= Josef Rudolf Lewy =

Josef Rudolf Lewy (2 April 1802 – 19 February 1881) was a French-born horn player, and composer of music for the horn. During his career he lived in Stuttgart, Vienna and Dresden.

==Life==
He was born in Nancy, France, the younger brother of Eduard Constantin Lewy, who also became a horn player. Their father was a cellist in the ducal court of Zweibrücken. Josef had early musical training from his brother and, like his brother, he entered the Paris Conservatoire, where he studied the horn with Frédéric Nicolas Duvernoy.

Around 1818, his brother secured Josef a position as a viola and horn player in the orchestra in Basel. Recommended by Peter Josef von Lindpaintner in 1819, he became a horn player in the Court Orchestra of Stuttgart. In 1826 he moved to Vienna, where he joined his brother in the orchestra of the Court Theatre.

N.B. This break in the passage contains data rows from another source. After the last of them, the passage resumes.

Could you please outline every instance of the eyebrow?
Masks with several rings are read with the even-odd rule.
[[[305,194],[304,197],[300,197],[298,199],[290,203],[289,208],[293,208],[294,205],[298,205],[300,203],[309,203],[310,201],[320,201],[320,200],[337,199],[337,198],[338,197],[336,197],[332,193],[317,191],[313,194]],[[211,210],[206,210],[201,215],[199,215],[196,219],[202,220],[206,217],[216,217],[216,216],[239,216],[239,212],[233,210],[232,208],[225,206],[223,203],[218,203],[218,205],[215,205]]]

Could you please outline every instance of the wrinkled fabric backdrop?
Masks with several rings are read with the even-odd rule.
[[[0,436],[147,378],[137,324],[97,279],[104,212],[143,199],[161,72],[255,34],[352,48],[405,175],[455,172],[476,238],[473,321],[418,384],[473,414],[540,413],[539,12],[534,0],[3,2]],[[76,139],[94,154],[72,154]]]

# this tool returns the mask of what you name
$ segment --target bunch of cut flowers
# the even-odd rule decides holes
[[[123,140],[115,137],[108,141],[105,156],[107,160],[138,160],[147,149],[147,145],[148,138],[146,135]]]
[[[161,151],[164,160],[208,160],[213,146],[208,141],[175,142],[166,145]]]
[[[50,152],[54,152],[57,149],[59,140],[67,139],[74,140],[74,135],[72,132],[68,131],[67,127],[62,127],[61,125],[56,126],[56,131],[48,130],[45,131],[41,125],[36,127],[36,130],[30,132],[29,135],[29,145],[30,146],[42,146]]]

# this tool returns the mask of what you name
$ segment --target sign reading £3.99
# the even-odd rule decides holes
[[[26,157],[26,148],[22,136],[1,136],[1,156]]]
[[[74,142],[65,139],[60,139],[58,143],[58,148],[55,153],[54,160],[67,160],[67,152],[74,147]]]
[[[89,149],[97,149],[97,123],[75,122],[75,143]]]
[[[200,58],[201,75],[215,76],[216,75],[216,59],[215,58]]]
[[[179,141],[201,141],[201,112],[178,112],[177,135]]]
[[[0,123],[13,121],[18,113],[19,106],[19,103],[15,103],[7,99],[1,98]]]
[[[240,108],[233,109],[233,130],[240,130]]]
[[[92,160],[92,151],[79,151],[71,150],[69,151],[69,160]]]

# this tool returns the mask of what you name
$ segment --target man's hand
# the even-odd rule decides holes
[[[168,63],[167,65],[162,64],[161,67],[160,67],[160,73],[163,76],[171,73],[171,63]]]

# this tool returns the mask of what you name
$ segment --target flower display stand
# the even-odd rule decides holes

In the 1830s he made concert tours in Germany, France, England, Sweden and Russia. From 1837 he played in the Court Orchestra of Dresden; he returned to Vienna in 1851, where he was director of the horn school at the Vienna Conservatory. He retired in 1858 to Oberlößnitz, near Dresden, where he died in 1881.

He composed works for horn and piano, including a set of twelve studies.